“Bonobo”, un monólogo inspirado en la dramática peripecia del yihadista Yunnes Abuyakub
Sala Fénix recupera el thriller que Josep Julién estrenó en el TNC y que protagoniza Moha Amazian
El universo teatral barcelonés no funciona a base de proyectos aislados, sino que existe una intercomunicación cada vez más fecunda que permite que obras y montajes surgidos en una sala determinada se trasladen al cabo de cierto tiempo a otra. Y ello ocurre entre escenarios harto diferentes, de modo que producciones surgidas en pequeños teatros del Off Barcelona pasen a salas comerciales o que otras, estrenadas en locales de gestión pública, se muevan luego a otros de no menor ambición pero sí acaso más parvas disponibilidades. Este es el caso de “Bonobo”, un texto de Josep Julien que fue estrenado en una de las salas de Teatro Nacional de Cataluña y que ahora se ofrece en el cálido y recoleto ambiente de la Sala Fénix de la calle Riereta.

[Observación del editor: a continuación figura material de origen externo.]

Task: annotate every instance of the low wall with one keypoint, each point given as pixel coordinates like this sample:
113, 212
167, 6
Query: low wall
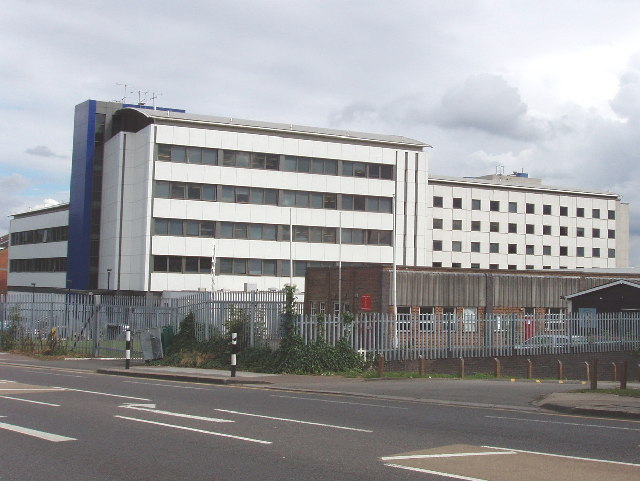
542, 366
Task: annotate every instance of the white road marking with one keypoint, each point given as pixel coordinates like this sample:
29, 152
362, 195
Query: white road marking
294, 421
30, 401
564, 456
151, 408
562, 422
185, 428
55, 438
447, 455
106, 394
339, 402
437, 473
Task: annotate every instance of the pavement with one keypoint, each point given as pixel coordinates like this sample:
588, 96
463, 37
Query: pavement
523, 394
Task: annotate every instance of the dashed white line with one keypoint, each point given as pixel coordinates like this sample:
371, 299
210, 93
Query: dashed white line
106, 394
185, 428
294, 421
55, 438
30, 401
445, 455
437, 473
339, 402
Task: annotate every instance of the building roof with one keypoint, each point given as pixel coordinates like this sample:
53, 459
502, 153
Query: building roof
620, 282
175, 117
41, 210
513, 182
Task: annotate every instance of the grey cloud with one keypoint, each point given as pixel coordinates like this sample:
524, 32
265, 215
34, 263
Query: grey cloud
43, 151
487, 103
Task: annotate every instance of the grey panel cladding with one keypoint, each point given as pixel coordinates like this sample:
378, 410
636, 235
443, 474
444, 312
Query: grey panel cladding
488, 290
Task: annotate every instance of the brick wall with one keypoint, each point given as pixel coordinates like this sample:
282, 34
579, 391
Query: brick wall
544, 366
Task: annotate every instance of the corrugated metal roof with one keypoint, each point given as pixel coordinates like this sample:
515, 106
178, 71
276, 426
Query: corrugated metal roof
473, 181
178, 117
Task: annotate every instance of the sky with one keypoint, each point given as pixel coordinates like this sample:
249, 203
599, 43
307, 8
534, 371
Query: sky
551, 88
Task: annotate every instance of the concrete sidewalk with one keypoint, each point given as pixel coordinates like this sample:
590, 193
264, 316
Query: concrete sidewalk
528, 395
555, 396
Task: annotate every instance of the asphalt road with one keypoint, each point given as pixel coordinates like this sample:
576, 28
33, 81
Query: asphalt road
73, 424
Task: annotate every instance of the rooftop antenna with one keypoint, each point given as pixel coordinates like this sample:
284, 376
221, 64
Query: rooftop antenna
153, 98
123, 100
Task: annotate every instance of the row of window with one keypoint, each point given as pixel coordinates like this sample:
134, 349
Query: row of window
47, 264
264, 161
39, 236
269, 232
494, 248
513, 228
224, 265
513, 207
260, 196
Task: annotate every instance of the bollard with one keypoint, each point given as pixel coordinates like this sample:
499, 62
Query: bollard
421, 365
234, 350
624, 371
560, 370
594, 373
381, 365
127, 352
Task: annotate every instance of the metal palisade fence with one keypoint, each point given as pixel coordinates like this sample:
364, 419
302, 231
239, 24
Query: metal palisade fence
94, 325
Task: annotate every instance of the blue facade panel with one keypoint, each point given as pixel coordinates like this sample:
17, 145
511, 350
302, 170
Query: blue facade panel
81, 191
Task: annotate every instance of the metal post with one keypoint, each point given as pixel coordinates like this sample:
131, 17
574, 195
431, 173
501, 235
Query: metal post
594, 373
234, 350
127, 354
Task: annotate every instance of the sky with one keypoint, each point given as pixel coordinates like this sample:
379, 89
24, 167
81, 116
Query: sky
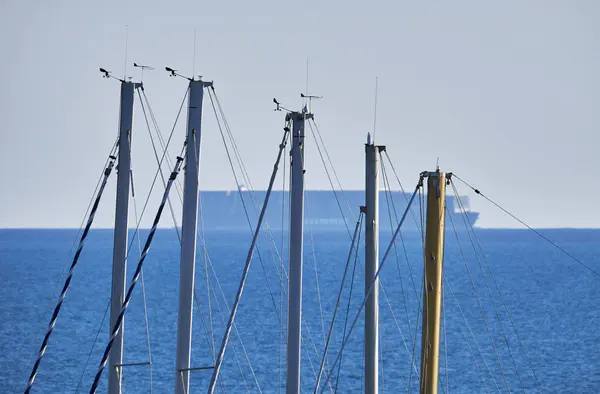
504, 94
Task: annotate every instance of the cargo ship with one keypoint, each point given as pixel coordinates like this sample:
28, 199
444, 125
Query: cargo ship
224, 210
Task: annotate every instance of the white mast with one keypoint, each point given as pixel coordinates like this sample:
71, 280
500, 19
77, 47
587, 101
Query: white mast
189, 228
371, 266
296, 249
119, 270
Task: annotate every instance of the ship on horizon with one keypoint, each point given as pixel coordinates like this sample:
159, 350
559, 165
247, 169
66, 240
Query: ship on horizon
224, 210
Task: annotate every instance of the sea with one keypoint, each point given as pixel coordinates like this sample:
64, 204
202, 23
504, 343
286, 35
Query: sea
519, 315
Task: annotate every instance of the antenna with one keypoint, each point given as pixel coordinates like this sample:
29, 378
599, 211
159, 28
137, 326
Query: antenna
194, 59
173, 73
108, 74
306, 86
126, 39
279, 106
375, 112
143, 68
309, 98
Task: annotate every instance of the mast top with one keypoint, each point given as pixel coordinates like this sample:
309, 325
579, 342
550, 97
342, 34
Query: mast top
108, 74
173, 73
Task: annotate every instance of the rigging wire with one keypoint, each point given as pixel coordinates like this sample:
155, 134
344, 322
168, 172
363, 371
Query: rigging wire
206, 275
161, 140
472, 230
65, 265
480, 305
116, 328
222, 293
238, 296
214, 100
497, 314
323, 359
63, 293
472, 335
243, 201
314, 258
381, 265
337, 379
93, 346
530, 228
388, 197
159, 167
281, 283
147, 326
248, 182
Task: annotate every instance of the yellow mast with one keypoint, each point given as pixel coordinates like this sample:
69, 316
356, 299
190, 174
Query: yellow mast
433, 261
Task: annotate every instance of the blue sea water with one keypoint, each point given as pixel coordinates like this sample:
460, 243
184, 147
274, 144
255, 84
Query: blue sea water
553, 303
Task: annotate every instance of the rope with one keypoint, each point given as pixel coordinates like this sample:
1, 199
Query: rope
337, 379
234, 325
115, 329
470, 226
314, 258
159, 167
224, 323
63, 293
471, 332
242, 199
381, 265
93, 346
246, 178
480, 305
531, 228
65, 265
337, 304
143, 289
465, 221
246, 269
161, 140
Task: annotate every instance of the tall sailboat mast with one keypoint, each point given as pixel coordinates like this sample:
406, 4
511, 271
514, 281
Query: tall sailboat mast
296, 249
371, 265
189, 230
433, 261
119, 269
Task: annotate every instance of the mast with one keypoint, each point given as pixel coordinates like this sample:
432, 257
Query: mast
189, 229
371, 266
433, 261
119, 269
296, 249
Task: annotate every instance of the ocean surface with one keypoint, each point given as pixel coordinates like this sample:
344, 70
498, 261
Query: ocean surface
518, 313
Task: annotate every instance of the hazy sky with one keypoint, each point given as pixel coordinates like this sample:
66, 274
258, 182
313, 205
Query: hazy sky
506, 94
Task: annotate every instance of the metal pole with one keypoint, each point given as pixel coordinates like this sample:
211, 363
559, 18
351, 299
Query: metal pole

“Bonobo” es un texto teatral caracterizado por varias notas peculiares. Según confesión de su autor, estuvo inspirado por una coincidencia puramente casual: el prendimiento habido el 21 de agosto de 2017 por los Mozos de escuadra de Yunnes Abuyakub, uno de los implicados en el atentado terrorista cometido en Barcelona el día anterior. Su captura se produjo en la viña del término municipal de Subirats donde se había agazapado y que se encontraba a doscientos metros de la vivienda familiar de Julien. Un hecho ciertamente fortuito pero que inspiró a este hombre de teatro a escribir el thriller que nos ocupa.
“La dramaturgia -dice- ha puesto en mis manos durante todo el tiempo que este texto teatral lleva madurando, un elemento incomparablemente potente de reflexión. Durante ese tiempo, Yunnes, el yihadista, el asesino, el monstruo, ha evolucionado de la condición de persona a la de personaje. Lo he despojado de su identidad, de su nombre y de sus alucinados objetivos para convertirlo en otro. En el protagonista de un viaje diferente, conectado al suyo, pero también, por obra y gracia del poder de la ficción, encaminado a formular preguntas que me parecen angulares en el contexto moral y sociopolítico de esa primera mitad de siglo. En el viaje físico, pero también interior –iniciático– de ese chico, le acompañan otros personajes. Todos ellos extraídos, como el protagonista, de una realidad con la que convivimos a diario pero que en muchas ocasiones escogemos obviar o hacer invisible. Los conflictos que se generarán entre ellos son los que, si todo va como debe ir, nos abrirán el hueso de la función. La posibilidad de redención, la pulsión de odio como motor, la piedad como valor intrínseco de los humanos, la fragilidad de nuestras convicciones, de nuestra identidad, y la existencia o no de segundas oportunidades en la vida de las personas, son los temas troncales que deben vertebrar el texto de esta pieza. La forma escogida para desarrollar todo ello es la de una fuga, la de una road movie hacia un desenlace incierto. No he querido renunciar en ningún momento a hacer un texto ameno, distraído incluso, con elementos tomados del thriller y volcando bastantes referentes cinematográficos con el objetivo de llenarlo de imágenes que, en última instancia, deberán ser descodificadas por el receptor de la historia para que pueda llegar a sus propias conclusiones”.
Otra peculiaridad de este texto es su protagonista: Moha Amazian, un actor que me recuerda, salvadas las distancias, a Conchita Montes, quien llegó al teatro después de haber cursado la licenciatura en Ciencias Exactas. A diferencia de otros profesionales que se gradúan en artes escénicas y nada más, Moha lo ha hecho mientras se doctoraba en Química. Hay que decir que su interpretación del único personaje de esta obra - es excelente. A nuestro modo de ver la nota dominante es una clara acentuación de la naturalidad. Con el mérito sobreañadido de que, convertido el texto original, con dos intérpretes, en monólogo, no es nada fácil mantener el ritmo en absoluta soledad durante noventa minutos largos y más cuando en esta nueva versión hay momentos en que el personaje debe desdoblarse en diálogo con otro. “Bonobo” no es una obra fácil pero precisamente en eso radica su propio mérito.